QbD usually delivers assistance to develop robust based methods with pertinency in drug substance analysis, degradation products, and other metabolites.[12] Box–Behnken experimental design (BBD) was employed to compute independent variables (CMPs) and their capable effects upon, the three distinct critical analytical attributes (CAAs) like peak area, retention time (Rt), and USP plate count.[1213] The focal, interactions, and quadratic effects upon the influential critical variables such as mobile phase ratio, flow rate, and injection volume upon the dependent variables like peak area (Y1), Rt (Y2), and USP plate count (Y3), are analyzed with total 17 experimental runs.[1415] The Graphical and statistical chromatographic BBD includes basically the qualitative polynomial equations, 2-D, 3-D counter plot illustrations under the principle of Response surface methodology (RSM). It is explicit that the utilization of this 32 Box–Behnken design with RSM is an adaptable practice to reduce the total experimental runs to obtain sustainable, robust analysis requisite for the method development. The present article fruitfully reveals the analytical QbD (AQbD) approach's efficiency in enhancing the RP-UFLC bioanalytical method for the analysis with an improved understanding of the critical factor-response relationship for augmenting the method performance. As DoE is widely accepted as a scientifically-sound and legitimate paradigm, it possesses effective implementation strategies.

The trail runs aids in the construct of an arithmetical model involving the comprehensive analysis of critical factors.
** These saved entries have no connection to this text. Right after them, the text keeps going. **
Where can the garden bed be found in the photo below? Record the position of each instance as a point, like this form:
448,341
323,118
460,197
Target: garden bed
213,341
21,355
Similarly, the 17 experimental runs with three critical factors and its associated responses 32-BBD experimental design are enlisted in Table 1. The design matrix of all the encoded critical factors (independent variables i.e., % organic phase and flow rate, injection volume) and its associated observed responses (CAAs) are enlisted in Table 2.

Table 1

Design matrix as per Box-Benkhen design for optimization of Bioanalytical method

	Low level (−1)	High level (+1)
Independent variables
X1: Organic phase composition (percentage v/v)	30	70
X2: Flow rate (mL/min)	0.5	1.5
X3: Injection volume (μl)	10	30
Dependent variables (responses)
Y1: Peak area
Y2: Retention time
Y3: USP plate count

USP: United states pharmacopoeia

Table 2

Optimization of chromatographic method using 32 Box-Behnken design

Experimental runs	Organic phase composition (percentage V/V)	Flow rate (mL/min)	Injection volume (μL)	Peak area (cm2)	Rt (min)	USP plate count
1	30	1.5	20	107,458.00	5.873	1544
2	50	1.5	10	98,428.00	2.502	2605
3	50	1	20	236,574.00	4.124	3653
4	50	1	20	238,378.00	4.354	4896
5	30	1	30	162,902.00	5.106	12,840
6	50	0.5	10	509,141.00	3.964	13,918
7	50	1	20	229,029.00	3.823	3855
8	50	1.5	30	186,742.00	1.821	7058
9	50	1	20	230,263.00	4.014	4978
10	50	0.5	30	90,683.00	3.932	43,654
11	70	1	10	83,937.00	1.046	17,036
12	70	1.5	20	41,529.00	1.531	10,895
13	30	0.5	20	181,351.00	4.421	70,431
14	70	0.5	20	309,372.00	1.243	15,036
15	70	1	30	84,112.00	1.216	10,895
16	50	1	20	258,476.00	4.304	4498
17	30	1	10	187,654.00	5.104	2840

USP: United states pharmacopoeia

After interpretation of BBD, the calculated responses (Y1), (Y2), and (Y3) of dependent variables (CAAs) are represented as below equations Eq.(1), (2) (3) respectively.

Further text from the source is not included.